Unsuspecting Woman: "What are you talking about?"
Barney: (to girl) "You've had a terrible fall."
Unsuspecting Woman: "No, I haven't."
Barney: (to girl) "Really? Because I could swear you fell straight out of Heaven, Angel! Ding!"
Unsuspecting Woman: (surprised look on her face)
Barney: (starting chant out of the side of his mouth) "Give him your number! What? Give him your number!"


Note: Although it worked for Barney in the episode, Robin has doubts about this line and whether it is actually a good pickup line.

[edit] Music

[edit] Trivia

  • The fake paramedics who help Barney with his "greatest pick-up line of all time" are played by the show's creators Craig Thomas and Carter Bays.
  • Nicholson, Hewitt & West are three dorms at Wesleyan. Hewitt (the partner who Marshall's dad knew) was also Ted, Marshall, and Lily's freshman year dorm. The name Clark Butterfield continues the play with Wesleyan dorms. Clark Hall is a freshman dorm, and the Butterfield dormitories are a group of three dorms.
  • Marshall is the only one not shown making a mistake in this episode - the central theme of this episode. Ted made the mistake of drinking the bad milk, Lily touches the hot plate at Ted's birthday celebration and went to the interview for the art fellowship, Robin got the highlights that made her look like a tiger, and Barney's mice got loose from the cardboard box. However when Ted drinks the sour milk, Marshall mentions that it "got him too."

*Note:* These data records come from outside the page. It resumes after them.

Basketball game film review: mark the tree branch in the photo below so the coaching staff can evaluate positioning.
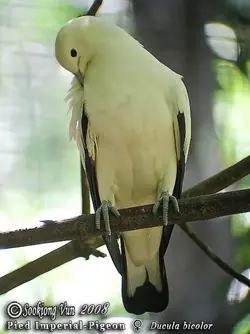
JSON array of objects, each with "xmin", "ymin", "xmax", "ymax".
[
  {"xmin": 1, "ymin": 156, "xmax": 249, "ymax": 294},
  {"xmin": 179, "ymin": 155, "xmax": 250, "ymax": 285},
  {"xmin": 183, "ymin": 154, "xmax": 250, "ymax": 198},
  {"xmin": 1, "ymin": 189, "xmax": 250, "ymax": 249},
  {"xmin": 0, "ymin": 237, "xmax": 105, "ymax": 295}
]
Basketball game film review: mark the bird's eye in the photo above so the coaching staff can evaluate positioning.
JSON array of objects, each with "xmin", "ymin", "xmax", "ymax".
[{"xmin": 70, "ymin": 49, "xmax": 77, "ymax": 57}]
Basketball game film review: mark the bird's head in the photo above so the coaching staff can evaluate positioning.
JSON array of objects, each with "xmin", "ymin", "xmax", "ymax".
[
  {"xmin": 55, "ymin": 16, "xmax": 95, "ymax": 86},
  {"xmin": 55, "ymin": 16, "xmax": 135, "ymax": 86}
]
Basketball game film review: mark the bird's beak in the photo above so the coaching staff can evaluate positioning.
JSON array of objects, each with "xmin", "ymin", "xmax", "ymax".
[{"xmin": 75, "ymin": 71, "xmax": 84, "ymax": 87}]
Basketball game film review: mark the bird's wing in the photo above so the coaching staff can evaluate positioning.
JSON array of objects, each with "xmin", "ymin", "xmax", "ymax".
[
  {"xmin": 67, "ymin": 77, "xmax": 122, "ymax": 274},
  {"xmin": 81, "ymin": 106, "xmax": 122, "ymax": 274},
  {"xmin": 119, "ymin": 78, "xmax": 191, "ymax": 314},
  {"xmin": 162, "ymin": 79, "xmax": 191, "ymax": 251}
]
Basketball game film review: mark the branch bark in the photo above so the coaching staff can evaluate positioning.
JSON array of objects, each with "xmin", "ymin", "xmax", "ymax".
[
  {"xmin": 183, "ymin": 154, "xmax": 250, "ymax": 197},
  {"xmin": 0, "ymin": 237, "xmax": 105, "ymax": 295},
  {"xmin": 1, "ymin": 189, "xmax": 250, "ymax": 249}
]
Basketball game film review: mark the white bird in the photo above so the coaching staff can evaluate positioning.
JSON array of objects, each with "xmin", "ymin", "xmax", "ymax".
[{"xmin": 55, "ymin": 16, "xmax": 191, "ymax": 314}]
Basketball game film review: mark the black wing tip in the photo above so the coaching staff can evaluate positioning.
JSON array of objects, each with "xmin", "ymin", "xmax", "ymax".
[{"xmin": 122, "ymin": 279, "xmax": 169, "ymax": 315}]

[edit] Cultural References

  • Ted says that his ideal woman should be a bass player like Kim Deal or Kim Gordon.
  • When Robin tells Ted she got highlights, Ted asks "For your dental practice?," which refers to the magazine Highlights, which is typically seen in family-oriented waiting rooms.
  • Ted takes a line from Tony the Tiger, telling Robin that her new highlights (which she thinks make her look like a tiger), look "grrr-eat!"
  • Robin's highlights are done in a "Rachel haircut," spoofing HIMYM's alleged similarity to Friends.

[edit] Continuity

  • Love Solutions, which Ted signed up for in "Matchmaker," finally finds Ted a match.
  • Ted is impressed that his Love Solutions match loves Otis Redding. In "Mary the Paralegal" Ted rants about how great Victoria is because she likes the same disc of Otis Redding's Greatest Hits.
  • Ted's voice-over narration states that there was a goat in his bathroom on his 30th birthday. The 17th episode of the 3rd season, called the The Goat, misled viewers into thinking it would be about the goat before Ted remembered, at the end of the episode, that the incident with the goat was on his 31st birthday.
  • Ted asks Barney to pick him up after he becomes stranded, implying that he would need to drive, however it is revealed later that Barney is terrified of driving, in which case Barney would have to do that with a cab.

[edit] Barney's Blog

  • Continuing his war with Clark Butterfield, Barney posts an open letter about Clark Butterfield, presumably that he had emailed to every one of Butterfield's co-workers at Nicholson, Hewitt & West. In the letter, Barney paints Clark as a very giving man, willing to take his entire firm out to a meal after work, and generally doing charitable things that would have taken up a lot of his time. Barney even goes so far as to "reveal" the charity work Clark is presently doing or going to do in the future. Obviously, Clark would have no choice but to do these things, or come off in an awful light.